OpenMRS currently has available a set of demo data that was created by de-identifying patient a subset of data from existing implementations and duplicating several times over. This data set was developed and curated manually and is difficult to re-create. It would be incredibly helpful to be able to create more comprehensive & realistic data sets for developers and researchers to use.
Make patient data truly de-identified requires following some fairly stringent rules. For example, any dates associated with a patient (including birthdate, visit/encounter dates, dates of observations, etc.) may only use the year (not month or day), so the timestamps on patient data would need to be randomized enough to satisfy HIPAA rules but without losing the sequence of results so the trends of results could remain relatively realistic.

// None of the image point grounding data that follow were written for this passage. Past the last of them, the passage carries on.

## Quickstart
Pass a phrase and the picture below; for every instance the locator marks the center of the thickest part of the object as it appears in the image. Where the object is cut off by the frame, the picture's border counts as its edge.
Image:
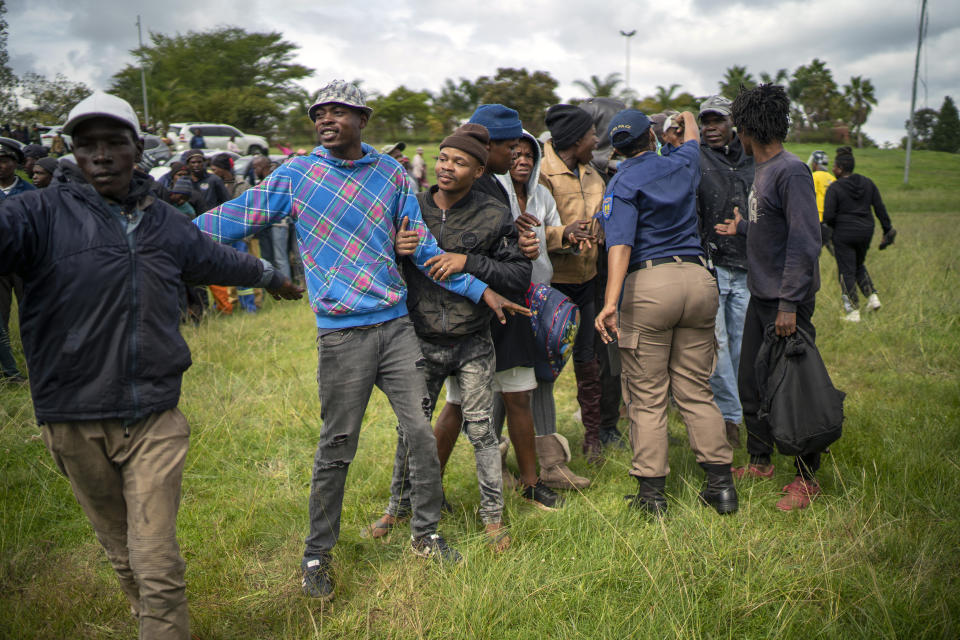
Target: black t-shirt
(513, 341)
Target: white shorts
(510, 381)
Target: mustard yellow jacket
(577, 198)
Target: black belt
(644, 264)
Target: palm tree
(597, 88)
(734, 78)
(782, 77)
(664, 96)
(859, 96)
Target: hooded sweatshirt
(540, 205)
(726, 175)
(846, 207)
(346, 215)
(99, 316)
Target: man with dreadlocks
(783, 274)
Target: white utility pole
(628, 35)
(143, 78)
(913, 96)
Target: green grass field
(877, 556)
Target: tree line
(249, 80)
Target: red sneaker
(799, 494)
(753, 470)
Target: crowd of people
(677, 238)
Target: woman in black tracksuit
(846, 209)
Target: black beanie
(567, 124)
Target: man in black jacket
(846, 211)
(478, 236)
(106, 368)
(726, 176)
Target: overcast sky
(419, 44)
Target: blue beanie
(502, 122)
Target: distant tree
(733, 78)
(459, 98)
(664, 96)
(946, 133)
(402, 113)
(781, 77)
(52, 99)
(600, 88)
(8, 81)
(529, 93)
(817, 102)
(924, 120)
(859, 96)
(225, 74)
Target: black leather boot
(718, 490)
(650, 496)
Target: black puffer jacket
(726, 175)
(483, 229)
(846, 206)
(99, 315)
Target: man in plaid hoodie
(348, 202)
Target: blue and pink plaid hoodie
(347, 213)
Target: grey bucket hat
(340, 92)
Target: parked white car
(215, 136)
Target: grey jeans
(472, 360)
(127, 480)
(350, 363)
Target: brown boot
(553, 452)
(588, 395)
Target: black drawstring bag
(797, 398)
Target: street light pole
(627, 35)
(143, 78)
(913, 95)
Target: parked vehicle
(46, 137)
(155, 151)
(215, 136)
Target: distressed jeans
(472, 361)
(734, 298)
(350, 363)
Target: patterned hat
(716, 104)
(340, 92)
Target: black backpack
(797, 398)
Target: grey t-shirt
(783, 233)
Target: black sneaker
(541, 496)
(434, 546)
(317, 582)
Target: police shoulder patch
(607, 208)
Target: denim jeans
(350, 363)
(734, 298)
(472, 362)
(279, 236)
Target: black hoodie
(99, 316)
(846, 207)
(726, 175)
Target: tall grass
(876, 556)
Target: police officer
(666, 318)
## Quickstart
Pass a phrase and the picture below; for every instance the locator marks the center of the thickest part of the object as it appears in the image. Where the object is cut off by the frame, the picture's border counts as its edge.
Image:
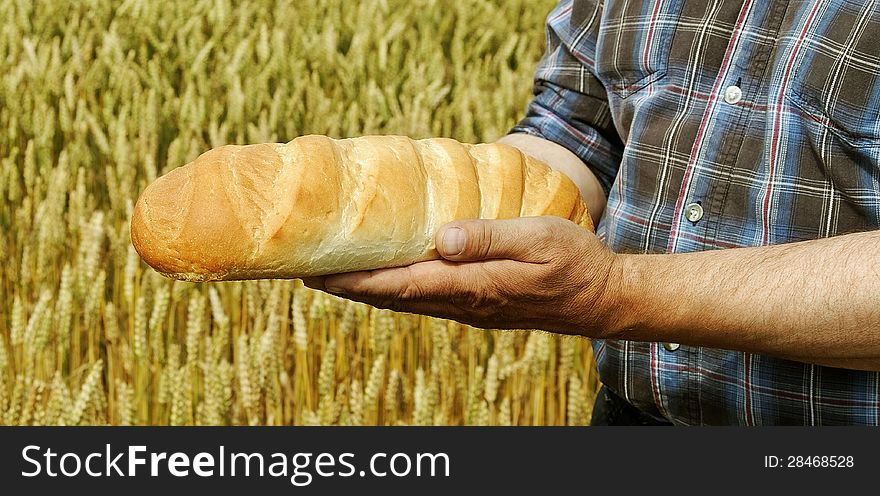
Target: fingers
(515, 239)
(410, 282)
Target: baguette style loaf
(317, 206)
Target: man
(738, 146)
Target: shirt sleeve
(570, 104)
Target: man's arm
(814, 301)
(562, 159)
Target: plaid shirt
(713, 125)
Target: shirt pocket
(633, 45)
(836, 86)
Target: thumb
(473, 240)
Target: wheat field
(99, 97)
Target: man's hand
(528, 273)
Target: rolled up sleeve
(570, 104)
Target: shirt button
(671, 346)
(732, 94)
(693, 212)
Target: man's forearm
(560, 158)
(813, 301)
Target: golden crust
(317, 205)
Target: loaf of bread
(318, 206)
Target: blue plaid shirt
(713, 125)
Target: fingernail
(453, 241)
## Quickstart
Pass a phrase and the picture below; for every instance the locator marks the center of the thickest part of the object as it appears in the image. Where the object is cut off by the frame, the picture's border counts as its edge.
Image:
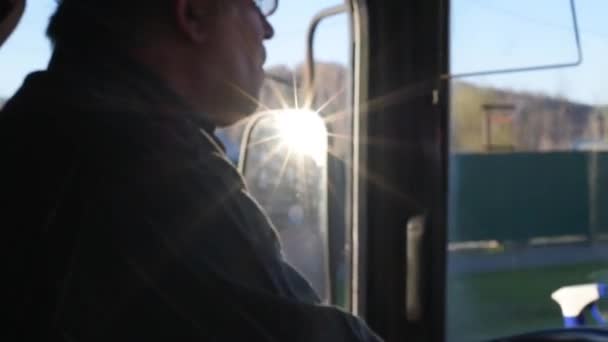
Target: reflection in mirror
(285, 168)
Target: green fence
(519, 196)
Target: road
(527, 257)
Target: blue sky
(486, 34)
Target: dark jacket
(126, 222)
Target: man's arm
(161, 259)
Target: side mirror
(10, 14)
(284, 162)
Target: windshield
(528, 166)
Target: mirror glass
(505, 34)
(285, 168)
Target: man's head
(209, 51)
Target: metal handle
(414, 275)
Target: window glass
(281, 183)
(27, 49)
(528, 187)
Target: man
(10, 13)
(123, 217)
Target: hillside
(535, 122)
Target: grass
(494, 304)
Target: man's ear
(193, 17)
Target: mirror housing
(11, 12)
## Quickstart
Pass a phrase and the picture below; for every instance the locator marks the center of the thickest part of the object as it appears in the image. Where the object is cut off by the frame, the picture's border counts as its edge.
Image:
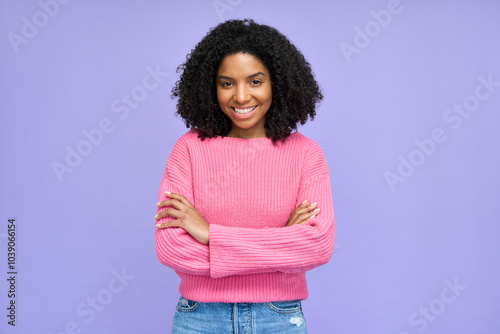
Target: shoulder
(300, 141)
(310, 153)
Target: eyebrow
(250, 76)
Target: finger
(179, 197)
(170, 212)
(170, 202)
(308, 216)
(170, 223)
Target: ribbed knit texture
(246, 189)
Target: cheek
(223, 97)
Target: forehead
(241, 63)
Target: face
(244, 93)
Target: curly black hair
(295, 92)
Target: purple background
(398, 248)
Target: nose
(241, 95)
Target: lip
(244, 116)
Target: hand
(187, 217)
(303, 213)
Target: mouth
(244, 112)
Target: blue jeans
(193, 317)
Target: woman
(245, 204)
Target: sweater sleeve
(175, 247)
(291, 249)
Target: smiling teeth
(244, 111)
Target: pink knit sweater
(246, 189)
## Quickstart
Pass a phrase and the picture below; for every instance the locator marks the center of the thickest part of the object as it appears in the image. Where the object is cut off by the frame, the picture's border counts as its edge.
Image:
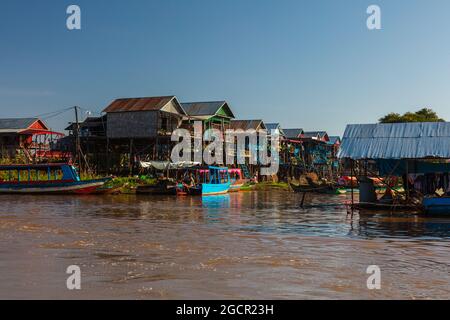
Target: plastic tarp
(396, 141)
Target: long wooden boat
(313, 189)
(59, 178)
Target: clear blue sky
(310, 64)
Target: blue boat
(52, 178)
(436, 205)
(212, 181)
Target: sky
(305, 64)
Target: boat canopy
(68, 172)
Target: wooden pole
(77, 138)
(351, 184)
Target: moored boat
(211, 181)
(163, 187)
(55, 178)
(237, 181)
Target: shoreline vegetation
(128, 185)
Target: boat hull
(215, 189)
(75, 187)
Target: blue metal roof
(334, 139)
(396, 141)
(19, 123)
(293, 133)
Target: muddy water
(255, 245)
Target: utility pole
(77, 138)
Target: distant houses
(131, 130)
(213, 115)
(30, 138)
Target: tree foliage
(423, 115)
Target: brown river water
(250, 245)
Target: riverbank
(164, 248)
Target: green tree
(423, 115)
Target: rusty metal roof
(247, 125)
(209, 108)
(140, 104)
(293, 133)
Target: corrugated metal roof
(293, 133)
(139, 104)
(16, 124)
(209, 108)
(247, 125)
(334, 140)
(275, 126)
(314, 134)
(396, 141)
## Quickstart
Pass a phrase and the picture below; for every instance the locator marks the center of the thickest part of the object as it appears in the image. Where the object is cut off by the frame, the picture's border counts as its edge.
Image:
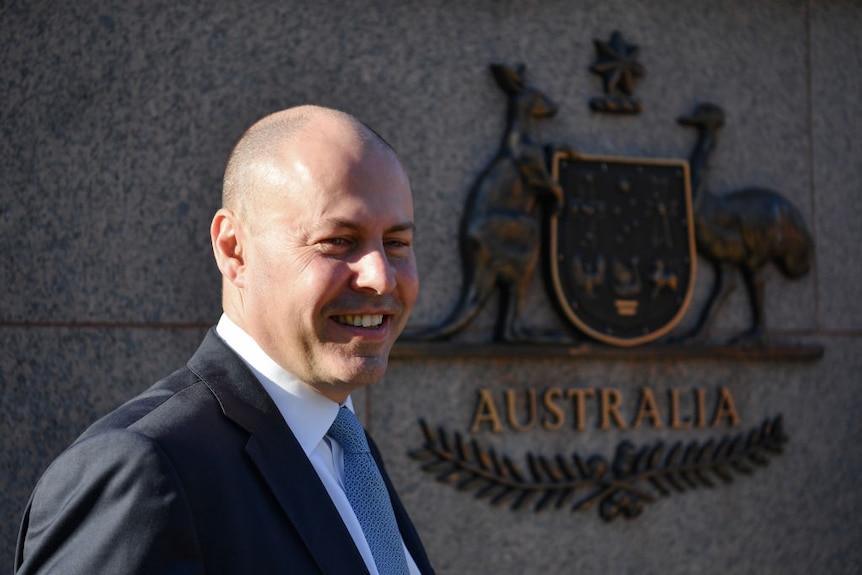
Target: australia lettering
(606, 408)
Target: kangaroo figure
(500, 233)
(747, 229)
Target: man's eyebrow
(407, 226)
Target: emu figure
(747, 229)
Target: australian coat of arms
(620, 236)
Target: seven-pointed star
(617, 64)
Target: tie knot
(347, 431)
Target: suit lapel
(278, 456)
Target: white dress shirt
(309, 415)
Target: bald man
(228, 465)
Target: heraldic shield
(622, 253)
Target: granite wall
(117, 118)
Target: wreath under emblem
(621, 488)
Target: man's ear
(226, 235)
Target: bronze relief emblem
(622, 252)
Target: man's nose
(374, 272)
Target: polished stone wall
(117, 118)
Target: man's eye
(335, 244)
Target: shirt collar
(308, 413)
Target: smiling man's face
(328, 275)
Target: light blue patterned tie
(368, 495)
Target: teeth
(361, 320)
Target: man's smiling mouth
(373, 320)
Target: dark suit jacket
(199, 474)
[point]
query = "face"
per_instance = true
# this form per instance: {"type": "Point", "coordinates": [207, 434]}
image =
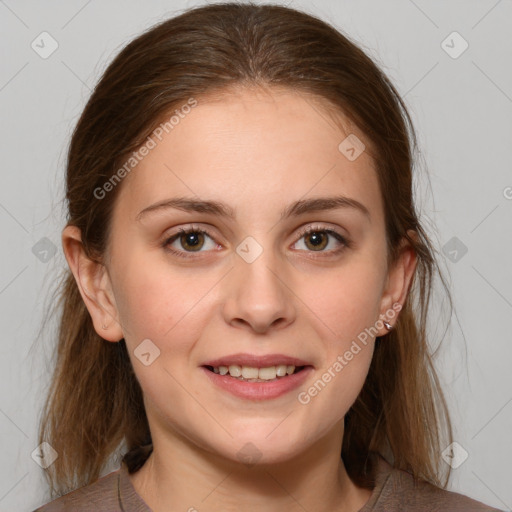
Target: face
{"type": "Point", "coordinates": [249, 281]}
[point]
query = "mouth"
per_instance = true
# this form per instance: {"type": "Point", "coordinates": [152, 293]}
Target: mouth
{"type": "Point", "coordinates": [245, 382]}
{"type": "Point", "coordinates": [255, 374]}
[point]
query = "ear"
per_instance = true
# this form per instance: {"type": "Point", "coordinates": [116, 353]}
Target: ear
{"type": "Point", "coordinates": [94, 284]}
{"type": "Point", "coordinates": [398, 282]}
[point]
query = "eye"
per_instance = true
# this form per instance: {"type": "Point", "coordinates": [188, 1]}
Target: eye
{"type": "Point", "coordinates": [190, 240]}
{"type": "Point", "coordinates": [318, 238]}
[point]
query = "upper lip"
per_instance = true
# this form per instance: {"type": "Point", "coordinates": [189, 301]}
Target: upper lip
{"type": "Point", "coordinates": [255, 361]}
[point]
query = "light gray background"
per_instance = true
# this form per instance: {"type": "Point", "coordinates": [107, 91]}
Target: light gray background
{"type": "Point", "coordinates": [462, 108]}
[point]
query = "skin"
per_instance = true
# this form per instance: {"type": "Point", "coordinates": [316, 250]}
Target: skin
{"type": "Point", "coordinates": [258, 152]}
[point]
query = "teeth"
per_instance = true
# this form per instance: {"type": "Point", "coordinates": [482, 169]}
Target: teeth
{"type": "Point", "coordinates": [252, 373]}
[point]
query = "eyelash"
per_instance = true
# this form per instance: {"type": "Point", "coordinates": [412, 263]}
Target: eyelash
{"type": "Point", "coordinates": [346, 244]}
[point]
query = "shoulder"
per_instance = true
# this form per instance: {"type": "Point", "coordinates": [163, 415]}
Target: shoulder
{"type": "Point", "coordinates": [101, 495]}
{"type": "Point", "coordinates": [399, 491]}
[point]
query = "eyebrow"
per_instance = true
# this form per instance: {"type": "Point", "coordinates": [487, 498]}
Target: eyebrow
{"type": "Point", "coordinates": [297, 208]}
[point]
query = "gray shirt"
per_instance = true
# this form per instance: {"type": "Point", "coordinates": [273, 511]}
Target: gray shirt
{"type": "Point", "coordinates": [394, 491]}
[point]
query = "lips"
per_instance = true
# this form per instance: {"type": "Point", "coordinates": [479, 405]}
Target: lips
{"type": "Point", "coordinates": [255, 361]}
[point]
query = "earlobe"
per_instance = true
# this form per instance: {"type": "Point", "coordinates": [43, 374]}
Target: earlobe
{"type": "Point", "coordinates": [94, 285]}
{"type": "Point", "coordinates": [399, 280]}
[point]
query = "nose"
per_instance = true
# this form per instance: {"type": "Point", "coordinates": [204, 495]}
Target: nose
{"type": "Point", "coordinates": [257, 295]}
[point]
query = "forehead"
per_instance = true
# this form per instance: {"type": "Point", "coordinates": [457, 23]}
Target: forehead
{"type": "Point", "coordinates": [252, 147]}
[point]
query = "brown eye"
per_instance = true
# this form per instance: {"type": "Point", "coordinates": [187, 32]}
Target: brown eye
{"type": "Point", "coordinates": [318, 240]}
{"type": "Point", "coordinates": [321, 240]}
{"type": "Point", "coordinates": [192, 241]}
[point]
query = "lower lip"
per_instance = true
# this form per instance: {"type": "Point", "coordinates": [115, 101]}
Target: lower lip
{"type": "Point", "coordinates": [259, 390]}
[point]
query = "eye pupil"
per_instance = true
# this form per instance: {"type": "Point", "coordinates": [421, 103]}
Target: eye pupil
{"type": "Point", "coordinates": [317, 238]}
{"type": "Point", "coordinates": [191, 240]}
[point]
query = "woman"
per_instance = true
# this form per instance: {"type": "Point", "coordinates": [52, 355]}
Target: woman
{"type": "Point", "coordinates": [249, 281]}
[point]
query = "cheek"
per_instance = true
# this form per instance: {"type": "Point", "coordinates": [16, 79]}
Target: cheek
{"type": "Point", "coordinates": [346, 301]}
{"type": "Point", "coordinates": [160, 303]}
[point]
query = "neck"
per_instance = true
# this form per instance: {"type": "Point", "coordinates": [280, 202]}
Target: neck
{"type": "Point", "coordinates": [180, 476]}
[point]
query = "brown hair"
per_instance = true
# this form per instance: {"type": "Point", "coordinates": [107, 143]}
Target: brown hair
{"type": "Point", "coordinates": [94, 403]}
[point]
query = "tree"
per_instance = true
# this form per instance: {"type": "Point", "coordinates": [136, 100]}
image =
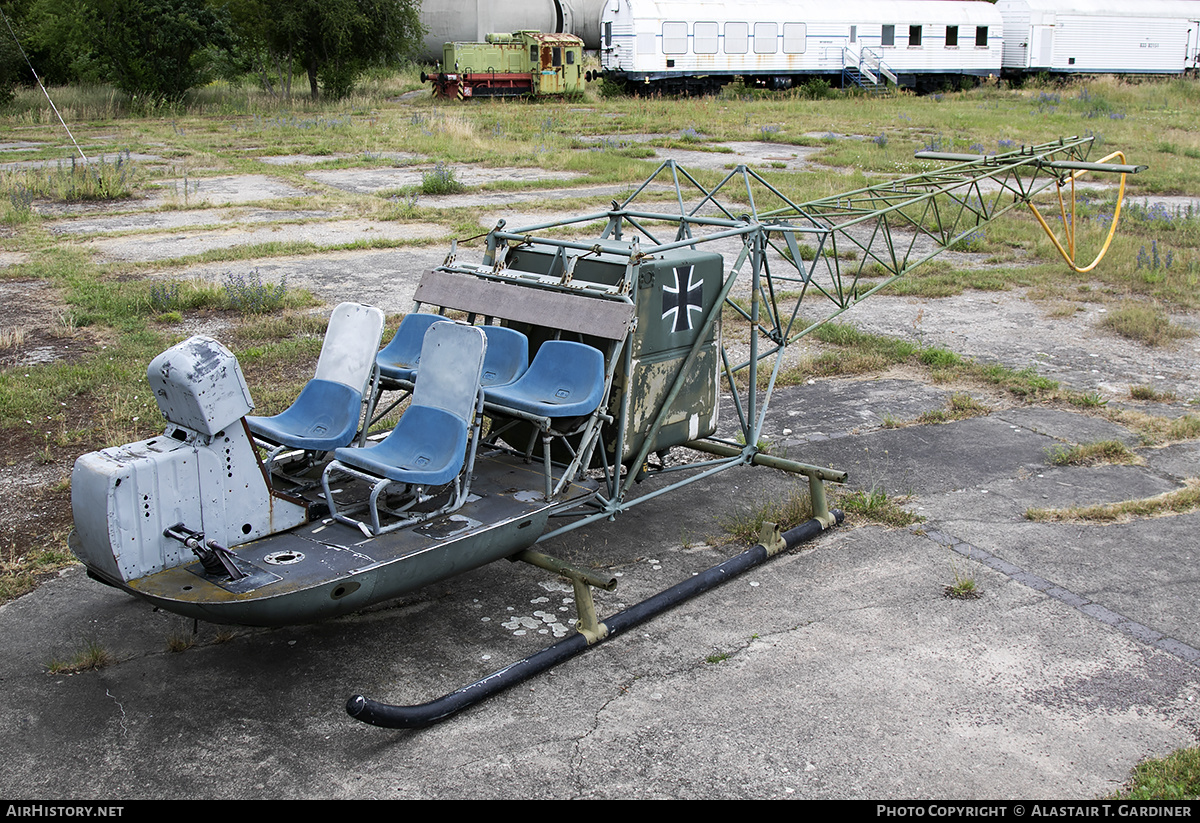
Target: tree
{"type": "Point", "coordinates": [154, 48]}
{"type": "Point", "coordinates": [333, 41]}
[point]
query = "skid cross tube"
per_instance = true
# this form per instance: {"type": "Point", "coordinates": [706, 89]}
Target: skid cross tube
{"type": "Point", "coordinates": [435, 712]}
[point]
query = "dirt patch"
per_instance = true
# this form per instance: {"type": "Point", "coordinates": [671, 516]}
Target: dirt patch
{"type": "Point", "coordinates": [35, 325]}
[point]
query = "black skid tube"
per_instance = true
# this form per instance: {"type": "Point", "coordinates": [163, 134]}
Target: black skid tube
{"type": "Point", "coordinates": [427, 714]}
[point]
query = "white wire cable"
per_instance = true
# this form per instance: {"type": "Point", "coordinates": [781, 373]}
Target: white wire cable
{"type": "Point", "coordinates": [85, 162]}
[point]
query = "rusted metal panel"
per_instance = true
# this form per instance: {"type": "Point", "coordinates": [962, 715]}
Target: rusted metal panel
{"type": "Point", "coordinates": [570, 312]}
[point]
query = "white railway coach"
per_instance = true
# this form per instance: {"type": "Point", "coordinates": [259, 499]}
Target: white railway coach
{"type": "Point", "coordinates": [681, 46]}
{"type": "Point", "coordinates": [1101, 36]}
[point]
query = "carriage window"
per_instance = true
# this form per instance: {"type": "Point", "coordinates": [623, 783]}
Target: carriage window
{"type": "Point", "coordinates": [703, 37]}
{"type": "Point", "coordinates": [675, 38]}
{"type": "Point", "coordinates": [737, 37]}
{"type": "Point", "coordinates": [795, 37]}
{"type": "Point", "coordinates": [765, 37]}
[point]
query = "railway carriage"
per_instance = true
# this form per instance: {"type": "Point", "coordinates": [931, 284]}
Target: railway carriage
{"type": "Point", "coordinates": [1099, 36]}
{"type": "Point", "coordinates": [673, 46]}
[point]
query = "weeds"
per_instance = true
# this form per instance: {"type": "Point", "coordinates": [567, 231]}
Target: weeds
{"type": "Point", "coordinates": [1173, 778]}
{"type": "Point", "coordinates": [1171, 503]}
{"type": "Point", "coordinates": [964, 586]}
{"type": "Point", "coordinates": [1146, 324]}
{"type": "Point", "coordinates": [876, 506]}
{"type": "Point", "coordinates": [72, 181]}
{"type": "Point", "coordinates": [959, 407]}
{"type": "Point", "coordinates": [93, 656]}
{"type": "Point", "coordinates": [1091, 454]}
{"type": "Point", "coordinates": [789, 511]}
{"type": "Point", "coordinates": [247, 294]}
{"type": "Point", "coordinates": [441, 180]}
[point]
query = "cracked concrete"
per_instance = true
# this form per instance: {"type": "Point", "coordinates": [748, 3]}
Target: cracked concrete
{"type": "Point", "coordinates": [835, 671]}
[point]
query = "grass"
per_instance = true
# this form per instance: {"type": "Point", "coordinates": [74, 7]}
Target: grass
{"type": "Point", "coordinates": [959, 407]}
{"type": "Point", "coordinates": [965, 586]}
{"type": "Point", "coordinates": [786, 511]}
{"type": "Point", "coordinates": [876, 506]}
{"type": "Point", "coordinates": [1171, 503]}
{"type": "Point", "coordinates": [1173, 778]}
{"type": "Point", "coordinates": [1091, 454]}
{"type": "Point", "coordinates": [93, 656]}
{"type": "Point", "coordinates": [114, 317]}
{"type": "Point", "coordinates": [1145, 324]}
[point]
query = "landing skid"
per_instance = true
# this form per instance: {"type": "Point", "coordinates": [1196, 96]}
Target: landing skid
{"type": "Point", "coordinates": [771, 544]}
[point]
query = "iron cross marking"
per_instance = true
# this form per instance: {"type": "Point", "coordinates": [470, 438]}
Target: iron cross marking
{"type": "Point", "coordinates": [681, 300]}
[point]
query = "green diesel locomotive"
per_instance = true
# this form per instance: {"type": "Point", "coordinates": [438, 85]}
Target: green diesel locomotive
{"type": "Point", "coordinates": [510, 65]}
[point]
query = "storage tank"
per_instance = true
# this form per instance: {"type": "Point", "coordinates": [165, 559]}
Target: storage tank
{"type": "Point", "coordinates": [472, 20]}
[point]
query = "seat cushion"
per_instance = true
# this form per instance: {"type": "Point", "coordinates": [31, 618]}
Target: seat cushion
{"type": "Point", "coordinates": [324, 416]}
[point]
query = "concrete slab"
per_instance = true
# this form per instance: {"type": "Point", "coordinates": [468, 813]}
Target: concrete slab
{"type": "Point", "coordinates": [336, 233]}
{"type": "Point", "coordinates": [369, 181]}
{"type": "Point", "coordinates": [166, 221]}
{"type": "Point", "coordinates": [219, 191]}
{"type": "Point", "coordinates": [385, 278]}
{"type": "Point", "coordinates": [837, 671]}
{"type": "Point", "coordinates": [1075, 350]}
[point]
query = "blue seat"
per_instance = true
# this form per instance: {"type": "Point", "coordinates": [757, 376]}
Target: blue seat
{"type": "Point", "coordinates": [328, 412]}
{"type": "Point", "coordinates": [432, 444]}
{"type": "Point", "coordinates": [561, 394]}
{"type": "Point", "coordinates": [399, 359]}
{"type": "Point", "coordinates": [507, 359]}
{"type": "Point", "coordinates": [565, 379]}
{"type": "Point", "coordinates": [323, 418]}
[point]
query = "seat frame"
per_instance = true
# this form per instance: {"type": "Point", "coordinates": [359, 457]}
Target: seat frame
{"type": "Point", "coordinates": [331, 367]}
{"type": "Point", "coordinates": [414, 493]}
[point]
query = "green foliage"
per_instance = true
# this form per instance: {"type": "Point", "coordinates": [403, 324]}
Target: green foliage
{"type": "Point", "coordinates": [250, 295]}
{"type": "Point", "coordinates": [334, 41]}
{"type": "Point", "coordinates": [441, 180]}
{"type": "Point", "coordinates": [1173, 778]}
{"type": "Point", "coordinates": [155, 49]}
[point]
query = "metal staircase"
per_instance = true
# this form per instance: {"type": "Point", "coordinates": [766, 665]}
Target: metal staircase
{"type": "Point", "coordinates": [865, 70]}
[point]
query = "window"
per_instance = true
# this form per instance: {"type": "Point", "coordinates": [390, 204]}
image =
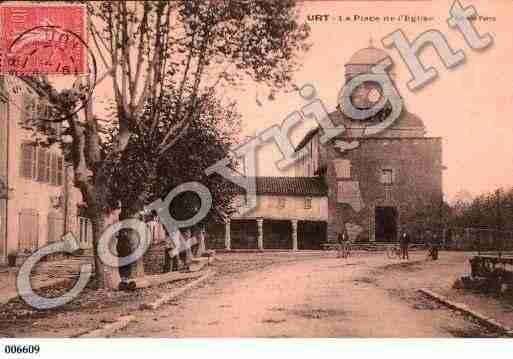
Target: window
{"type": "Point", "coordinates": [39, 164]}
{"type": "Point", "coordinates": [28, 161]}
{"type": "Point", "coordinates": [387, 176]}
{"type": "Point", "coordinates": [28, 230]}
{"type": "Point", "coordinates": [85, 230]}
{"type": "Point", "coordinates": [342, 168]}
{"type": "Point", "coordinates": [60, 171]}
{"type": "Point", "coordinates": [308, 202]}
{"type": "Point", "coordinates": [281, 202]}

Simply shifting all timestamps by the same amount would not meet HIPAA requirements, since the intervals between tests could be used to re-identify the patient. Basically, creating truly de-identified data means creating a dataset that even a team of expert statisticians could not use to establish the identity of any of the patients.
This project would develop an OpenMRS module capable of transforming and exporting data that adheres to HIPAA privacy guidelines.
- Create an OpenMRS module
- Successfully export a patient's de-identified data (replacing demographics with suitable substitutes and randomizing dates of visits, encounters, observations, etc.)
- Create a process that can export many/all patients' data from a system in de-identified format.